Over and above all this, there is an opportunity for getting this energy source from sustainable things like solar, wind, or fuel cells. Green and clean energy. Largely these sources have a DC power source. I see that there is a lot of opportunity for getting into a DC power network. That would be more efficient and effective in a new modular robotic system. Maybe at lower voltages, it would be safer to operate and much easier to adapt it. I see for these things, TE has a lot of opportunity to develop components. It could be connectors, filters like Ivan was mentioning about passives and EMI, EMC filters, and those kind of things. And we are getting ready there to support our customers.
What can we expect to see or see more of over the next five years when it comes to innovation in factory automation?
Ivan: Over the next five years, we believe that significant advancements in automation, both factory hybrid and process, will take place. This will be driven by artificial intelligence, sustainability, and the industrial Internet of Things.

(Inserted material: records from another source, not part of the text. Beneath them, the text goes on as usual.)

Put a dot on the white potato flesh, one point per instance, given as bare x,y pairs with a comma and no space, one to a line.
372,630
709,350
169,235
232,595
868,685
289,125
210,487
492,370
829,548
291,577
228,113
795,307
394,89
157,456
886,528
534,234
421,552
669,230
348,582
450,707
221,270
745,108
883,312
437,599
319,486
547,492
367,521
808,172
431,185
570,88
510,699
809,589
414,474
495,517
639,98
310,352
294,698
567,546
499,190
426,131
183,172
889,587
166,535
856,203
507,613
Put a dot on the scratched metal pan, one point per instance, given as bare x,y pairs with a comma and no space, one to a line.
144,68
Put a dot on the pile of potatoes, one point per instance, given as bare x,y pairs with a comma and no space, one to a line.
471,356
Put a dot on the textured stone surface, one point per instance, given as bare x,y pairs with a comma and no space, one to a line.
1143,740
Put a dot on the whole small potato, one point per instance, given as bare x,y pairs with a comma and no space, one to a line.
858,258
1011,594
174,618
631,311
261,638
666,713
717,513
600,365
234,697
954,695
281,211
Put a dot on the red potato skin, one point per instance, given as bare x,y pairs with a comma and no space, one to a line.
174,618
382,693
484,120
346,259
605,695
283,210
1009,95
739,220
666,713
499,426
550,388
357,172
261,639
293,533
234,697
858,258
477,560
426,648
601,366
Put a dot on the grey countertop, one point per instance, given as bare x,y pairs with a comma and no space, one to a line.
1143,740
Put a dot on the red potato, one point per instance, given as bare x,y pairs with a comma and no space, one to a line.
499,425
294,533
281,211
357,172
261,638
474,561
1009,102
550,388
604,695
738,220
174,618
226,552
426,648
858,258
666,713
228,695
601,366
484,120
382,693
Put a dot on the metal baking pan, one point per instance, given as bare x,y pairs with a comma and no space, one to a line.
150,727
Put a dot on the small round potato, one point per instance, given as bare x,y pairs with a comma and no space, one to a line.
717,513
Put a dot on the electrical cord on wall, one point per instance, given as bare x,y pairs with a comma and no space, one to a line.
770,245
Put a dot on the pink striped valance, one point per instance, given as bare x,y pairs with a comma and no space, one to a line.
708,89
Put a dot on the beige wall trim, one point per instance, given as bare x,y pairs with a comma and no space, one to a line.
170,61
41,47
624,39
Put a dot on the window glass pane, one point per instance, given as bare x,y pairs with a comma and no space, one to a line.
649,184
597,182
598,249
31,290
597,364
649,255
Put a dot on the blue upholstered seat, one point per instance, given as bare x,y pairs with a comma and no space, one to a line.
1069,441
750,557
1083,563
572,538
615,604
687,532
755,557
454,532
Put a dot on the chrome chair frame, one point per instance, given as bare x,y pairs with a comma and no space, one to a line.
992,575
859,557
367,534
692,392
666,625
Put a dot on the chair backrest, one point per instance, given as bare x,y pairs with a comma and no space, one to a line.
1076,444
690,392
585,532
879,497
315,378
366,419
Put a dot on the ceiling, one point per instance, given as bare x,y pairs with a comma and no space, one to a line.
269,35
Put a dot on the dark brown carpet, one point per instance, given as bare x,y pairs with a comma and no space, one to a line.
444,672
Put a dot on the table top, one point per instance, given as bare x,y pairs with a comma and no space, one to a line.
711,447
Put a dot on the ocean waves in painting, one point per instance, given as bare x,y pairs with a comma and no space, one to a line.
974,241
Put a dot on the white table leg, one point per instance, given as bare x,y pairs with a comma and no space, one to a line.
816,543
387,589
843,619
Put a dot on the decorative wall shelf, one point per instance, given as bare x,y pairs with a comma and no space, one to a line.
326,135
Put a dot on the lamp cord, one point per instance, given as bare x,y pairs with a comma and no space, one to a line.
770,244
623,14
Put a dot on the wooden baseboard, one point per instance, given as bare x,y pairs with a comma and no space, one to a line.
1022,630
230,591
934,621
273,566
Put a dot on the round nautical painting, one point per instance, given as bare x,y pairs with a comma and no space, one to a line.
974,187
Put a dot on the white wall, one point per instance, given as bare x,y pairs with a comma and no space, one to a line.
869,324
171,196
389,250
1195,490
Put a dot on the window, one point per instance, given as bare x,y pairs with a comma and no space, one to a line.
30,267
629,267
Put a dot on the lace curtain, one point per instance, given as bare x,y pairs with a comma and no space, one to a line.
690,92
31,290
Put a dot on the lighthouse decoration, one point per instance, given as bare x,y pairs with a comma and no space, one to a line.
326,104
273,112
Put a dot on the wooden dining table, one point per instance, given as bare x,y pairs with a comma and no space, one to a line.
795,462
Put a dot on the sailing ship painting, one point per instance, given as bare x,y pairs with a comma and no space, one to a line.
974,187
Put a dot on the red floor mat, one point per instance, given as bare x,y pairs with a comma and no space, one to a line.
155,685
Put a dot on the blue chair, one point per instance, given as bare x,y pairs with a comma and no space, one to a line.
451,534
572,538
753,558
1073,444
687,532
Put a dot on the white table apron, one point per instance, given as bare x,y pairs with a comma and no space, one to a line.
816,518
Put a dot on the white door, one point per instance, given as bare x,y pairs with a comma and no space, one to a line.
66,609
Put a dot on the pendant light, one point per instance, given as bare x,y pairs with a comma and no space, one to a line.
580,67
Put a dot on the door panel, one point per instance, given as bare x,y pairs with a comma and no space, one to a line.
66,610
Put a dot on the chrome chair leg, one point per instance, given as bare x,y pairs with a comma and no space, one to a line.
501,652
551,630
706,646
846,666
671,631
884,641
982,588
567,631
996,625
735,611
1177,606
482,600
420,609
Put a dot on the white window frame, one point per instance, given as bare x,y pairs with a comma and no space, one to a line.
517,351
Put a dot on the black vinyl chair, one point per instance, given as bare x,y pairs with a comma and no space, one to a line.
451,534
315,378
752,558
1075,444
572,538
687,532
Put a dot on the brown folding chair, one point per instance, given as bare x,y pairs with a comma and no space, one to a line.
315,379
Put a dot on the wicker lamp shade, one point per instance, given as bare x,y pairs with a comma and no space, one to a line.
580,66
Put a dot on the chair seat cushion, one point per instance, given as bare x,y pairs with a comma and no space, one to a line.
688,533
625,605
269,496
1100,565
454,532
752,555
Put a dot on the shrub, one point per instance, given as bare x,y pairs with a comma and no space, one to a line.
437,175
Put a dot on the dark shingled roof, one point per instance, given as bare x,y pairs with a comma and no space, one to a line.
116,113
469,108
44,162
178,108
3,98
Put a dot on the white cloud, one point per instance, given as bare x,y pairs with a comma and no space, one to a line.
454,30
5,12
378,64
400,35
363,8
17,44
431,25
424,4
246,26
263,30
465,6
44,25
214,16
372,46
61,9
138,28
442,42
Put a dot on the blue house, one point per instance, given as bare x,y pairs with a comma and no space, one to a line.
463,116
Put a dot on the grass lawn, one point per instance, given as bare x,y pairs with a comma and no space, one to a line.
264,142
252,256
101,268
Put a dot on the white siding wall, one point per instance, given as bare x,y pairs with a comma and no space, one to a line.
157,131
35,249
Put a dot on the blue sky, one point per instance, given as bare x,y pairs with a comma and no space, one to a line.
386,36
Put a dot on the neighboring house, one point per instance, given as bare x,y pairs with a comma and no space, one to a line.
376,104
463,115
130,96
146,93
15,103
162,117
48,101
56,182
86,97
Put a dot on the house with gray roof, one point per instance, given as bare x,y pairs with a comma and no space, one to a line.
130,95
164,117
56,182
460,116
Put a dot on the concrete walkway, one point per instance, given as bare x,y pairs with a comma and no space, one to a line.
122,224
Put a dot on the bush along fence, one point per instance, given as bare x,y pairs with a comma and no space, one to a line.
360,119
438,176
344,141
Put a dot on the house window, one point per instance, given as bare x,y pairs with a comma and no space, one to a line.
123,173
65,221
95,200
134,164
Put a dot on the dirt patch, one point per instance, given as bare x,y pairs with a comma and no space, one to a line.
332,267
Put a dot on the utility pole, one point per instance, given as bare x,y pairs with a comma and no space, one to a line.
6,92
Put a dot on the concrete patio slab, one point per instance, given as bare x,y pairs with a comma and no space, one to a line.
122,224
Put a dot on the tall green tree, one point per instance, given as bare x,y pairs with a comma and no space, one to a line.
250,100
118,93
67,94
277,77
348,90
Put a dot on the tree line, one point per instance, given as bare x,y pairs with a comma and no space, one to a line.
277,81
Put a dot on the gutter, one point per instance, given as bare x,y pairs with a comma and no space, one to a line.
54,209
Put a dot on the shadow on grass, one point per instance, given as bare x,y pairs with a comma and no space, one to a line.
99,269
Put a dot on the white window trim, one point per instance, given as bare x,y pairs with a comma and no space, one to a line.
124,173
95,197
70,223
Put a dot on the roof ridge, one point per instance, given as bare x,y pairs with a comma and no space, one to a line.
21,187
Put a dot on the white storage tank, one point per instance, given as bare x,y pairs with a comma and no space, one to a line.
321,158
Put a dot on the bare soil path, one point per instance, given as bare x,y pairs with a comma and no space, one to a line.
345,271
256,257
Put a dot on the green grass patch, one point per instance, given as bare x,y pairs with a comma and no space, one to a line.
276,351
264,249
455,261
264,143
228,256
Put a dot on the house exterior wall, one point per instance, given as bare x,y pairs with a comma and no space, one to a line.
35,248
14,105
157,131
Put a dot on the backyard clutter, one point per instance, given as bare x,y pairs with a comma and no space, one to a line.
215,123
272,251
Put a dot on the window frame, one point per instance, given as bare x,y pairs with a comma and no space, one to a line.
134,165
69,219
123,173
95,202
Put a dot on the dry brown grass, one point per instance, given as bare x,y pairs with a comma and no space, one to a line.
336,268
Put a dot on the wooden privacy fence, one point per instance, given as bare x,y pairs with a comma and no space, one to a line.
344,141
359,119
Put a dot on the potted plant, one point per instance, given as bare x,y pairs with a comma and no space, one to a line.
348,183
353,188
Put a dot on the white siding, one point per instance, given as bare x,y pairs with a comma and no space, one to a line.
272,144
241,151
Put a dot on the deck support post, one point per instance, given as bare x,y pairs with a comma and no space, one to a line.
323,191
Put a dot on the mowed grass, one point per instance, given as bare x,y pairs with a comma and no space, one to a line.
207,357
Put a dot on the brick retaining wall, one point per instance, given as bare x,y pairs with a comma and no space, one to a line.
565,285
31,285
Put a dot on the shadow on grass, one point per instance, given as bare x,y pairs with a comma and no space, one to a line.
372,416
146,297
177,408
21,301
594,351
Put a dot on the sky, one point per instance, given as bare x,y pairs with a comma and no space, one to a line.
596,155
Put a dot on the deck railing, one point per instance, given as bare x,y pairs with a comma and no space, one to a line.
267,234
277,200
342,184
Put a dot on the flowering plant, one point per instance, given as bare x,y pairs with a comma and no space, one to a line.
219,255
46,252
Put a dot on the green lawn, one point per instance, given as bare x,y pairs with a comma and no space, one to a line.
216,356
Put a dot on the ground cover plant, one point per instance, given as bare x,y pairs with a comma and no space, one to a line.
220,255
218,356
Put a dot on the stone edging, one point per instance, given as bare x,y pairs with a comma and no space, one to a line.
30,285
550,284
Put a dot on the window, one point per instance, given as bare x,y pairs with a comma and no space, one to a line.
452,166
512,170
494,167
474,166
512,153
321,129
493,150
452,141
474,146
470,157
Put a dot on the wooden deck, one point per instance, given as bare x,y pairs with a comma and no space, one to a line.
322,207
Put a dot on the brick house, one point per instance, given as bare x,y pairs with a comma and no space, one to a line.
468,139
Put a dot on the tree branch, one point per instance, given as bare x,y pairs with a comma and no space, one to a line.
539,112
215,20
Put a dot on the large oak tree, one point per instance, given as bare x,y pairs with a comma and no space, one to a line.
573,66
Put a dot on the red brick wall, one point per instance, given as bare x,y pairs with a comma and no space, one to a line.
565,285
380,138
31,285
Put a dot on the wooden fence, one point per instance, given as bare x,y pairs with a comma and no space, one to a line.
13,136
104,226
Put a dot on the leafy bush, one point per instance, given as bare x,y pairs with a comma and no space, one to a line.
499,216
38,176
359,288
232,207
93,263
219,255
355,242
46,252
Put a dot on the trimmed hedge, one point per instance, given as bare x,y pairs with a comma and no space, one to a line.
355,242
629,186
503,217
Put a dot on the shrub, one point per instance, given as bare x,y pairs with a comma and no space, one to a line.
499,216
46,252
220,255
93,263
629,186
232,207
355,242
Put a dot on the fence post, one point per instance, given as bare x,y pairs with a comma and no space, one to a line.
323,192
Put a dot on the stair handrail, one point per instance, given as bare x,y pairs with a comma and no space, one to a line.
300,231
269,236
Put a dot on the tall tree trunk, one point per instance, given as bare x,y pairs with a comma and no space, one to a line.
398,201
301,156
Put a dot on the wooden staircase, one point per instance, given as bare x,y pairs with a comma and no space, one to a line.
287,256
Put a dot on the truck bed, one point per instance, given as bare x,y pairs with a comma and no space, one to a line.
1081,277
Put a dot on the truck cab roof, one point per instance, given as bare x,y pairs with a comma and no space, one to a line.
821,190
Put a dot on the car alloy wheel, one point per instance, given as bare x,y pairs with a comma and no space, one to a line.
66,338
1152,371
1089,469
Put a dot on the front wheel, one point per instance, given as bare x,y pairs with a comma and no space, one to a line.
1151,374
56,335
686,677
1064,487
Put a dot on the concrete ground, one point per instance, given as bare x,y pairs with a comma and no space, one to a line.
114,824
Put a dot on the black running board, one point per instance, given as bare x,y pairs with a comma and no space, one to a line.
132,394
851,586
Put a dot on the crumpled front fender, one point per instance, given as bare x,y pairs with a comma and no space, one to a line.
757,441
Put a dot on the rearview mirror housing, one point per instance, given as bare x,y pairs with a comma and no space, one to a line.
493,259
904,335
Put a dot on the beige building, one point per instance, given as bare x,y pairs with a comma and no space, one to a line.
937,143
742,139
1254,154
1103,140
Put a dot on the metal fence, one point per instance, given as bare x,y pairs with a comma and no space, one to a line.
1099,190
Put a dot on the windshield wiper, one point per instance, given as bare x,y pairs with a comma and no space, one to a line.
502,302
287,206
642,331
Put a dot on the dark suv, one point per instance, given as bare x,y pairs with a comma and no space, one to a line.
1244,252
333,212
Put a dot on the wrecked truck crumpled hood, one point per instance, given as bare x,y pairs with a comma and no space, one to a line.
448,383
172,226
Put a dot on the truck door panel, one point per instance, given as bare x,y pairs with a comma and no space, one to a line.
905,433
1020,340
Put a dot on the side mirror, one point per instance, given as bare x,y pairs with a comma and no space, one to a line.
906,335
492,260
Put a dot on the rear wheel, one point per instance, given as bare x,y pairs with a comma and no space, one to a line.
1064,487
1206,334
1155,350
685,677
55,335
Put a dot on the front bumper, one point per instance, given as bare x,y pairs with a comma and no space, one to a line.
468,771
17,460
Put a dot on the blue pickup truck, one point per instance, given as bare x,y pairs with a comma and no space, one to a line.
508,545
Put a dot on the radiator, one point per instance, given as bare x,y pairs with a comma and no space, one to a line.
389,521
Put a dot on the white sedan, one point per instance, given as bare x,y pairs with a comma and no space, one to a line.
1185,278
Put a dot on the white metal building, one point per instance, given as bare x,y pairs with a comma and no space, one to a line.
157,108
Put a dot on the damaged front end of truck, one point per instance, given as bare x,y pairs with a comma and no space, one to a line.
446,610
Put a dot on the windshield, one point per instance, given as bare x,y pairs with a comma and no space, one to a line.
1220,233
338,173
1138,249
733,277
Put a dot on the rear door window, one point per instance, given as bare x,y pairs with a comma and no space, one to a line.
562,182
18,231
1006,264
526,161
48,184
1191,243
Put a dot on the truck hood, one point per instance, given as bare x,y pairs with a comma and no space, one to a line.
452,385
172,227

For instance, the integration of more IIoT devices or industrial Internet of Things devices will enable more connected and intelligent manufacturing environments, facilitating seamless data exchange and improving coordination between machines. This will support the growth of smart factories, where decentralized and flexible production processes can be quickly reconfigured to meet changing demands. Virtualization and digital twins will further revolutionize manufacturing because they will allow extensive simulation and testing of new configurations at a very affordable cost. And of course, they will minimize risks and costs associated with physical prototypes. This will enable rapid prototyping and further knowledge. Finally, sustainability will also be a big focus with automation technologies improving energy efficiency, as Anil was mentioning, and reducing waste. Overall, the next five years will see factory automation become more intelligent, flexible, efficient, and having less climate impact in our world.
Dr. Anil: Just to add upon that to what Ivan was mentioning, it would also be safer operations. It will enable safety becomes critical and it also enables safety.